“Hellraiser”, a reboot of the horror film franchise which began with the 1987 film of the same name, does not impress me that much to my little disappointment. Sure, it does try to bring new life and spirit to its familiar sadomasochistic tale of pain and pleasure, but it still feels rather redundant despite some effective creepy moments, though it is much more competent than many of sequels following the 1987 film.
Although I do not like it a lot, the 1987 film, which is based on its director/writer Clive Barker’s novella “Hellbound Heart”, has remained iconic in its field mainly thanks to a number of gruesome moments and the striking presence of hideous supernatural entities called “Cenobites”. Whenever somebody solves a mysterious ancient puzzle box, they immediately come to bring extreme pain and pleasure upon that person in question before eventually taking that person to their realm of darkness, and its leader, who is nicknamed “Pinhead” due to lots of pins stuck on the head, has been known as well as other familiar horror movie characters such as Freddy Kruger or Michael Myers.
The main reason why I am not a big fan of the 1987 film is its glaring deficiency in terms of story and characters, and, unfortunately, the 2022 reboot version also has the same problem. Many of its main characters are mostly sketchy at best, so we do not care that much about whatever will happen to them in the end, and, besides being rather overlong, the movie often trudges especially during its last act, where it is supposed to deliver some big bloody moments for its target audiences.
After the opening sequence involved with a certain substantial supporting character played by Goran Višnjić, the movie moves forward to several years later, and then we are introduced to a young woman named Riley McKendry (Odessa A’zion), whose life has been rather messy due to her serious addiction problem. Although she has been sober for a while, she still does not pull herself well together on the whole, and that certainly makes her conflict a lot with her concerned older brother Matt (Brandon Flynn), who has let her stay at his apartment because she has nowhere else to go at present.

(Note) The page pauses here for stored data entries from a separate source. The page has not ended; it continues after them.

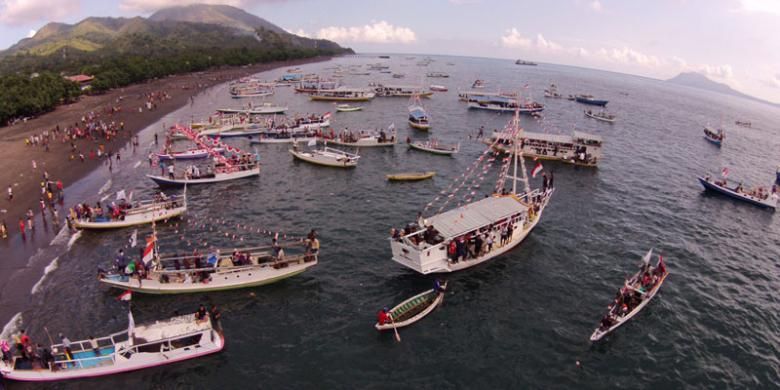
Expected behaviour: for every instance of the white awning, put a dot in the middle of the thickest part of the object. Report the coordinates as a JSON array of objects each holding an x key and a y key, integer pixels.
[{"x": 467, "y": 218}]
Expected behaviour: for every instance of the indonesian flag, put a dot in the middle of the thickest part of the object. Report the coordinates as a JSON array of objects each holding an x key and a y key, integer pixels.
[
  {"x": 149, "y": 250},
  {"x": 125, "y": 296},
  {"x": 536, "y": 169}
]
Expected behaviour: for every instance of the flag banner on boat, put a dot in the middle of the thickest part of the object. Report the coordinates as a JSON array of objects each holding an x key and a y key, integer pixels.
[{"x": 537, "y": 169}]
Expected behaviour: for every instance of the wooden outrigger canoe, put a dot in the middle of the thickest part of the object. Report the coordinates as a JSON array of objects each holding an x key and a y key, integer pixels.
[
  {"x": 411, "y": 176},
  {"x": 599, "y": 333},
  {"x": 413, "y": 309}
]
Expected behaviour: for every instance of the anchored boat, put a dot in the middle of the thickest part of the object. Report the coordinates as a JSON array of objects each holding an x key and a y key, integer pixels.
[
  {"x": 600, "y": 115},
  {"x": 326, "y": 156},
  {"x": 589, "y": 99},
  {"x": 411, "y": 176},
  {"x": 140, "y": 346},
  {"x": 635, "y": 294},
  {"x": 413, "y": 309},
  {"x": 127, "y": 214},
  {"x": 759, "y": 196},
  {"x": 714, "y": 136},
  {"x": 218, "y": 270},
  {"x": 433, "y": 146},
  {"x": 492, "y": 226}
]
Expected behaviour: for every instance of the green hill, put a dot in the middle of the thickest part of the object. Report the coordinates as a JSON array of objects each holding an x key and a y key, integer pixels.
[{"x": 122, "y": 51}]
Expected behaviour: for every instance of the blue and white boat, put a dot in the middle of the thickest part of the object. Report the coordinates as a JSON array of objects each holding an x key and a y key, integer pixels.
[
  {"x": 759, "y": 196},
  {"x": 589, "y": 99},
  {"x": 714, "y": 136}
]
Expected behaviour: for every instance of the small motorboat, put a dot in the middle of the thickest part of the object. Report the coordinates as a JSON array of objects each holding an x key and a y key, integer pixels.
[
  {"x": 635, "y": 294},
  {"x": 411, "y": 176},
  {"x": 413, "y": 309},
  {"x": 714, "y": 136},
  {"x": 191, "y": 154},
  {"x": 435, "y": 147},
  {"x": 600, "y": 116},
  {"x": 758, "y": 196},
  {"x": 589, "y": 99},
  {"x": 348, "y": 108},
  {"x": 328, "y": 157}
]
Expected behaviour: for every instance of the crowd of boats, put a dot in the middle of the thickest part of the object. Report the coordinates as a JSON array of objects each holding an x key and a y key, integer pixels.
[{"x": 441, "y": 239}]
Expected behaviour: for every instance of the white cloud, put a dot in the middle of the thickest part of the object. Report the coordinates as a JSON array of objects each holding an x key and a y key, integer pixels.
[
  {"x": 760, "y": 6},
  {"x": 513, "y": 39},
  {"x": 299, "y": 33},
  {"x": 17, "y": 12},
  {"x": 377, "y": 32},
  {"x": 629, "y": 56},
  {"x": 154, "y": 5}
]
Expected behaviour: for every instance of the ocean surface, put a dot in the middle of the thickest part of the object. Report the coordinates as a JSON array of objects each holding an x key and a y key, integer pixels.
[{"x": 519, "y": 321}]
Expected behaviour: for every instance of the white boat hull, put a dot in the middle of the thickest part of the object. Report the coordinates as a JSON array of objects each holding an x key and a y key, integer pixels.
[
  {"x": 250, "y": 276},
  {"x": 155, "y": 215}
]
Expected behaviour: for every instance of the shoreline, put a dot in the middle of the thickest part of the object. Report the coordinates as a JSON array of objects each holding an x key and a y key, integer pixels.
[{"x": 25, "y": 259}]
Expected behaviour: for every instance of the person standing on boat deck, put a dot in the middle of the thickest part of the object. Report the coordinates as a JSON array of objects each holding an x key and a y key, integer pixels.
[
  {"x": 383, "y": 316},
  {"x": 95, "y": 346}
]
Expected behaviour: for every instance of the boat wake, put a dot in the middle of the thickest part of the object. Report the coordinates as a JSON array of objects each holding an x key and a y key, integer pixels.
[
  {"x": 105, "y": 187},
  {"x": 11, "y": 327},
  {"x": 46, "y": 271}
]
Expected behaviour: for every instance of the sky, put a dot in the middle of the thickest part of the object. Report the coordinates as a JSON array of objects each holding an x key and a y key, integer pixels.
[{"x": 735, "y": 42}]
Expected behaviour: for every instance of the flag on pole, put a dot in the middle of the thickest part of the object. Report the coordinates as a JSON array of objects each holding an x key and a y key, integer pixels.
[
  {"x": 134, "y": 238},
  {"x": 125, "y": 296},
  {"x": 537, "y": 169},
  {"x": 149, "y": 250}
]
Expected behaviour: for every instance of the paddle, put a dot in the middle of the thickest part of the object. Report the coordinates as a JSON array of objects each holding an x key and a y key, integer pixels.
[{"x": 397, "y": 336}]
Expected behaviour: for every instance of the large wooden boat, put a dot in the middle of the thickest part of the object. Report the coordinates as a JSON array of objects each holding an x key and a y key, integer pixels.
[
  {"x": 413, "y": 309},
  {"x": 758, "y": 196},
  {"x": 600, "y": 116},
  {"x": 141, "y": 213},
  {"x": 441, "y": 242},
  {"x": 589, "y": 99},
  {"x": 216, "y": 271},
  {"x": 580, "y": 148},
  {"x": 714, "y": 136},
  {"x": 400, "y": 91},
  {"x": 329, "y": 157},
  {"x": 141, "y": 346},
  {"x": 634, "y": 296},
  {"x": 435, "y": 147},
  {"x": 342, "y": 94},
  {"x": 411, "y": 176}
]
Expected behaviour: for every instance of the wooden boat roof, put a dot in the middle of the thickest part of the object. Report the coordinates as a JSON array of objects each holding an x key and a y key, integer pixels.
[{"x": 470, "y": 217}]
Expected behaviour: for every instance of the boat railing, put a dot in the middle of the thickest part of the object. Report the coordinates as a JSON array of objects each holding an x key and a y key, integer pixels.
[{"x": 239, "y": 268}]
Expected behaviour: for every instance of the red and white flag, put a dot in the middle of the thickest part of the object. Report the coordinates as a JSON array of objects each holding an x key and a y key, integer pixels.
[
  {"x": 125, "y": 296},
  {"x": 149, "y": 250},
  {"x": 536, "y": 169}
]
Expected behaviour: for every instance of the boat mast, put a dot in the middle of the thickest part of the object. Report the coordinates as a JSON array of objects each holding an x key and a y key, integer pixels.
[{"x": 518, "y": 131}]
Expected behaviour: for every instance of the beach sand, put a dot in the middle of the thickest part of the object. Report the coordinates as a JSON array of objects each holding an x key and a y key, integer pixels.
[{"x": 19, "y": 267}]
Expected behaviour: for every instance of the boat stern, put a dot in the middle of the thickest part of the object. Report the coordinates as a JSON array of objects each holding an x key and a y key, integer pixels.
[{"x": 432, "y": 259}]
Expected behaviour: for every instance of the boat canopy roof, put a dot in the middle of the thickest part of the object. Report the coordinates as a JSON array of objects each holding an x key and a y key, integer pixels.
[
  {"x": 417, "y": 112},
  {"x": 473, "y": 216},
  {"x": 557, "y": 138},
  {"x": 587, "y": 137}
]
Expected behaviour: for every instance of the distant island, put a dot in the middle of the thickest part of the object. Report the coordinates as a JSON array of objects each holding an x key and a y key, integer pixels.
[
  {"x": 115, "y": 52},
  {"x": 700, "y": 81}
]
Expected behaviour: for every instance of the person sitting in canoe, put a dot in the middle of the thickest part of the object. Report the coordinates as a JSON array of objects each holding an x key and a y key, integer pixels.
[{"x": 383, "y": 317}]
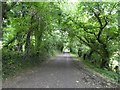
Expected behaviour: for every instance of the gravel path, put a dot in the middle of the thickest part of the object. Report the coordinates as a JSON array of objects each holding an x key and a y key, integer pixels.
[{"x": 61, "y": 72}]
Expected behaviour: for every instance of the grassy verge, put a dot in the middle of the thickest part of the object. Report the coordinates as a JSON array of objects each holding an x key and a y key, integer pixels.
[{"x": 104, "y": 73}]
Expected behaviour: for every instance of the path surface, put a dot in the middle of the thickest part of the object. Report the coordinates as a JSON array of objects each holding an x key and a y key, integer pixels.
[{"x": 60, "y": 72}]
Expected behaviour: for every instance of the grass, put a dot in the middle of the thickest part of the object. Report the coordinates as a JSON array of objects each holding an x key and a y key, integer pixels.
[{"x": 104, "y": 73}]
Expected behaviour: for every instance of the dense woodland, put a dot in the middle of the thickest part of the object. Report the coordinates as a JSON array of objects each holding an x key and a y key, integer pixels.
[{"x": 34, "y": 31}]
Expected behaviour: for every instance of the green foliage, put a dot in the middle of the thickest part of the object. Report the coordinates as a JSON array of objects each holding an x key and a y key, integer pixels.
[{"x": 39, "y": 29}]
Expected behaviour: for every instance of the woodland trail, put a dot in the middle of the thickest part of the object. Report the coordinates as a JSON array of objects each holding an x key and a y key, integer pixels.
[{"x": 60, "y": 72}]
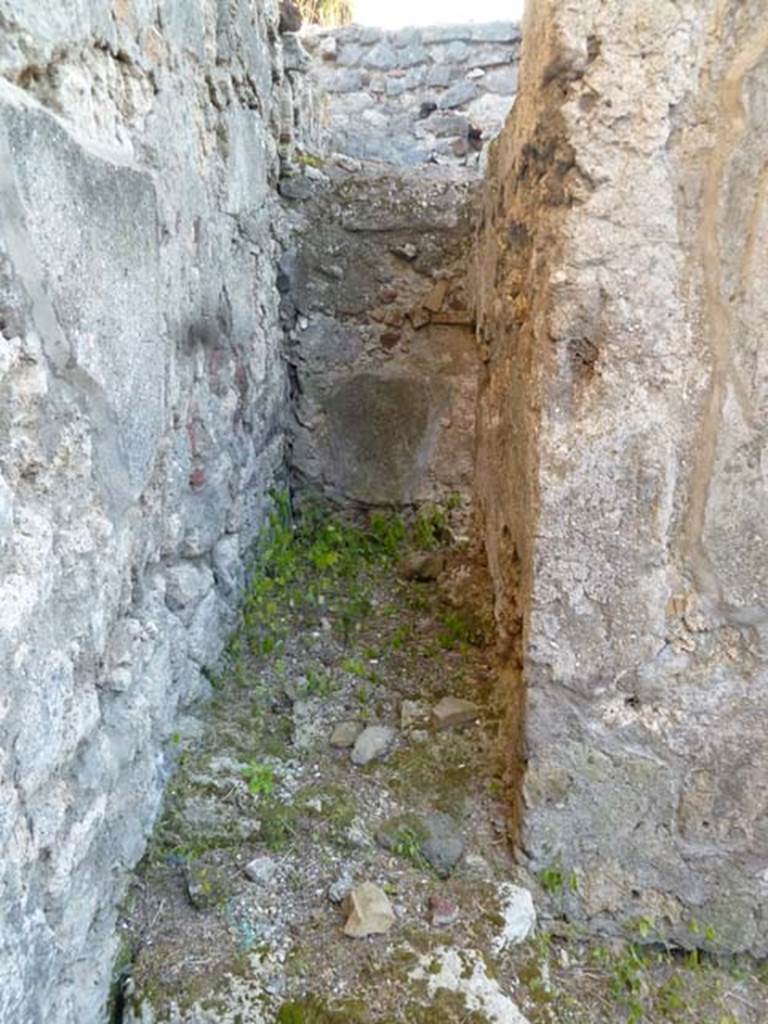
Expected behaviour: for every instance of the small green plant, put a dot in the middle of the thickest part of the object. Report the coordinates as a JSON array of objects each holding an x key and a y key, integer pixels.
[
  {"x": 407, "y": 844},
  {"x": 430, "y": 528},
  {"x": 552, "y": 878},
  {"x": 354, "y": 667},
  {"x": 260, "y": 778}
]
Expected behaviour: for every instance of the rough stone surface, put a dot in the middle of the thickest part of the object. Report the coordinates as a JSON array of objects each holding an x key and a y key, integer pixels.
[
  {"x": 383, "y": 354},
  {"x": 142, "y": 401},
  {"x": 623, "y": 317},
  {"x": 454, "y": 711},
  {"x": 518, "y": 913},
  {"x": 373, "y": 742},
  {"x": 344, "y": 734},
  {"x": 434, "y": 67},
  {"x": 370, "y": 911}
]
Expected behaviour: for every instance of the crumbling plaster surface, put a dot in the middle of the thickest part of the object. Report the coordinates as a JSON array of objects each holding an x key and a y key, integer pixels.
[
  {"x": 621, "y": 456},
  {"x": 142, "y": 409},
  {"x": 380, "y": 335}
]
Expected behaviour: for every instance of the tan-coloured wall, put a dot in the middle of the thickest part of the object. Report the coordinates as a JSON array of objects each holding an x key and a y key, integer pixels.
[{"x": 624, "y": 315}]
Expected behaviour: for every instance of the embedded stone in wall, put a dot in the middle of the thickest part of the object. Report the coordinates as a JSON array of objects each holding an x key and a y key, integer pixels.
[
  {"x": 383, "y": 86},
  {"x": 381, "y": 336},
  {"x": 142, "y": 402},
  {"x": 623, "y": 313}
]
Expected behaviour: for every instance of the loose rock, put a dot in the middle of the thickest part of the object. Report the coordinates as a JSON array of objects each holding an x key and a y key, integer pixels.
[
  {"x": 339, "y": 890},
  {"x": 519, "y": 916},
  {"x": 261, "y": 869},
  {"x": 443, "y": 845},
  {"x": 370, "y": 911},
  {"x": 454, "y": 711},
  {"x": 413, "y": 713},
  {"x": 373, "y": 742},
  {"x": 424, "y": 566},
  {"x": 344, "y": 734}
]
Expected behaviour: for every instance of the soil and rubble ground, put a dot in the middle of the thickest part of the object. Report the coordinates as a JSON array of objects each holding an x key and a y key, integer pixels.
[{"x": 239, "y": 909}]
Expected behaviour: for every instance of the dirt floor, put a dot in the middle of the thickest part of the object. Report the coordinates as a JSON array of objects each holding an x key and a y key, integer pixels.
[{"x": 238, "y": 911}]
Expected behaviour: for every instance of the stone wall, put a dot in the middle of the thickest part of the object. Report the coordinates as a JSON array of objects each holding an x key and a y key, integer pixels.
[
  {"x": 380, "y": 337},
  {"x": 622, "y": 457},
  {"x": 415, "y": 95},
  {"x": 142, "y": 406}
]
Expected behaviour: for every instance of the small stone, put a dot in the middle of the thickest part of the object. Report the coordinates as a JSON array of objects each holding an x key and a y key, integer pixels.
[
  {"x": 339, "y": 890},
  {"x": 290, "y": 16},
  {"x": 370, "y": 911},
  {"x": 344, "y": 734},
  {"x": 261, "y": 870},
  {"x": 407, "y": 251},
  {"x": 519, "y": 916},
  {"x": 348, "y": 164},
  {"x": 454, "y": 711},
  {"x": 373, "y": 742},
  {"x": 297, "y": 186},
  {"x": 413, "y": 713},
  {"x": 458, "y": 95},
  {"x": 441, "y": 911},
  {"x": 423, "y": 566},
  {"x": 328, "y": 48},
  {"x": 443, "y": 845},
  {"x": 434, "y": 836},
  {"x": 440, "y": 75},
  {"x": 383, "y": 57}
]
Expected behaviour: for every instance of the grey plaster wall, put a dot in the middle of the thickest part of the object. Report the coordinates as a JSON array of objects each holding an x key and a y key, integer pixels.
[
  {"x": 142, "y": 407},
  {"x": 622, "y": 458},
  {"x": 416, "y": 95},
  {"x": 380, "y": 335}
]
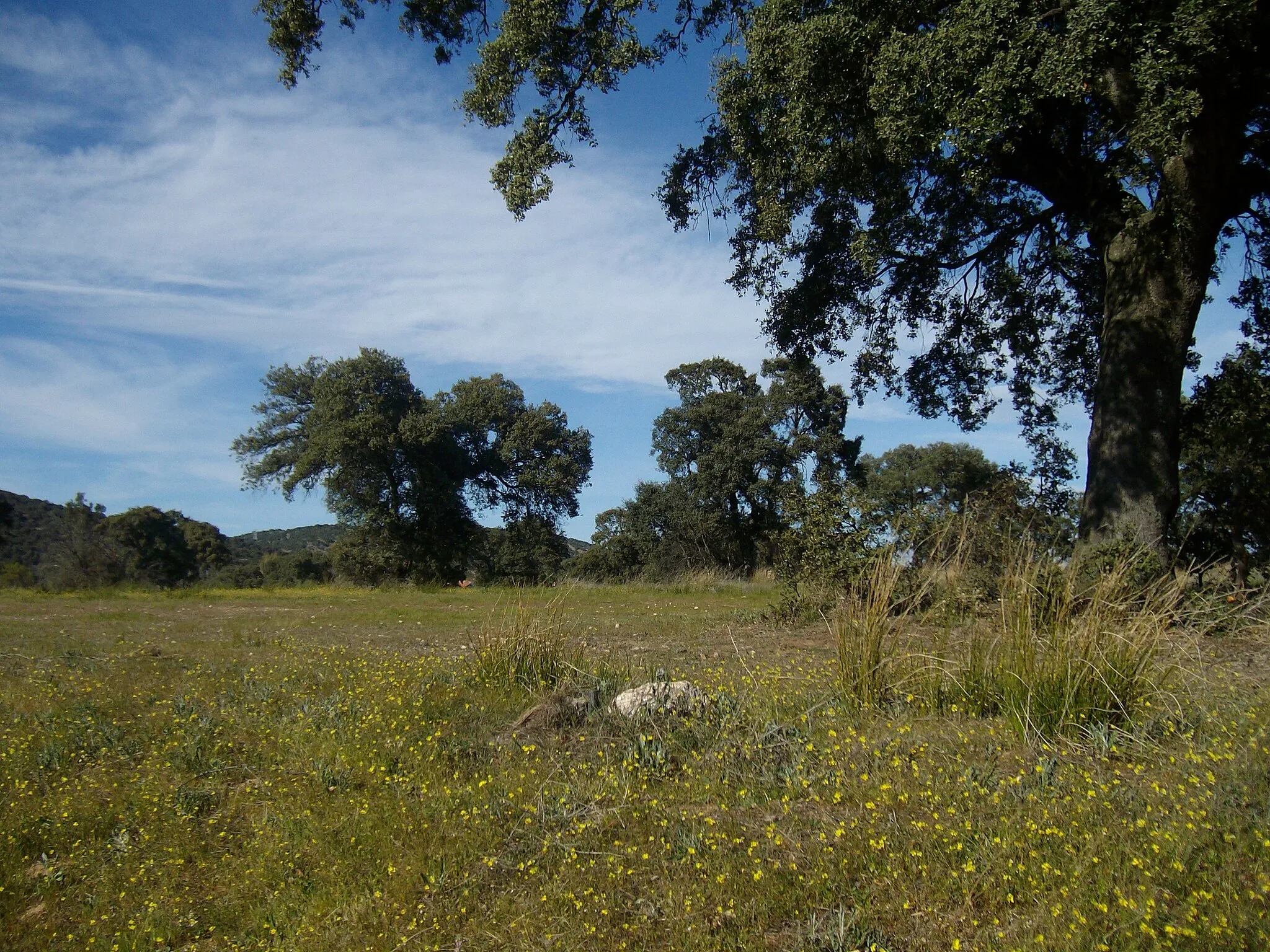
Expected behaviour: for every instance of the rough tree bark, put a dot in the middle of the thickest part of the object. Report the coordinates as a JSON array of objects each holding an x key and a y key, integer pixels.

Matt is especially worried about the possible bad influence of Riley’s current boyfriend Trevor (Drew Starkey), and, of course, he turns out to be right about that. Trevor later suggests to Riley that they should sneak into some abandoned warehouse for stealing whatever is being stored in one big container, and Riley does not hesitate to join her boyfriend at all, though she is baffled to see that container in question does not have anything inside it except one big safe.
It is not much of a spoiler to tell you that Riley eventually finds what is inside that safe and take it away without much thought. When she subsequently clashes with her older brother again, she quickly leaves his apartment along with her stuffs, and, what do you know, she comes to play with that object in question a bit not long after falling into the pit of addition again.
Of course, Riley soon comes to experience very spooky things, but the screenplay by Ben Colin and Luke Piotrowski, which is based on the story written by them and co-producer David S. Goyer, changes the rules of the 1987 film a bit. As usual, several Cenobites, led by “The Priest” (Jamie Clayton), appear, but they demand Riley that she should give them several victims in exchange of leaving her alone, and she must find a way to save herself as well as several others around her.
As Cenobites get their victims one by one along the story, Riley becomes all the more cornered just like many other horror movie heroines, but the movie sadly fails to develop her as an engaging character to root for, and it also falters a lot in case of handling several supporting characters around her. They are more or less than mere targets to be tortured and then killed by Cenobites, and I was especially dissatisfied with a certain key scene involved with the supporting character by Hiam Abbass, whom I still fondly remember for her wonderful supporting turn in Tom McCarthy’s “The Visitor” (2007). She is reliable as usual, but, alas, she does not have much to do here except looking weary and scared as required, and it is too bad that the movie does not utilize her considerable presence well.
In case of the Cenobites in the film, they surely look as creepy and grotesque as demanded, but, probably due to wearing lots of digital special effects on them, they are not very impressive compared their seniors in the 1987 film. At least, Jamie Clayton has some fun with her juicy role, and her good work here in this film often steals the show from Odessa A’zion and several other main cast members who are unluckily stuck with playing plain cardboard characters.
On the whole, “Hellraiser” is not as bad as I feared at first, but it does not reach to the distinctive qualities of the 1987 film or the intense terror of Barker’s novella, which remains better than both of two film versions in my humble opinion. Director David Brucker, who previously directed “The Night House” (2020) and his crew members, did a competent job of generating enough creepy vibe to hold my attention during 2 hours, but I only ended up wanting to read Barker’s novella again, and I think you will have a more satisfying time if you read that novella instead. Sure, the fans of the franchise may respond to it more positively than me, but, seriously, is there anything they never beheld before?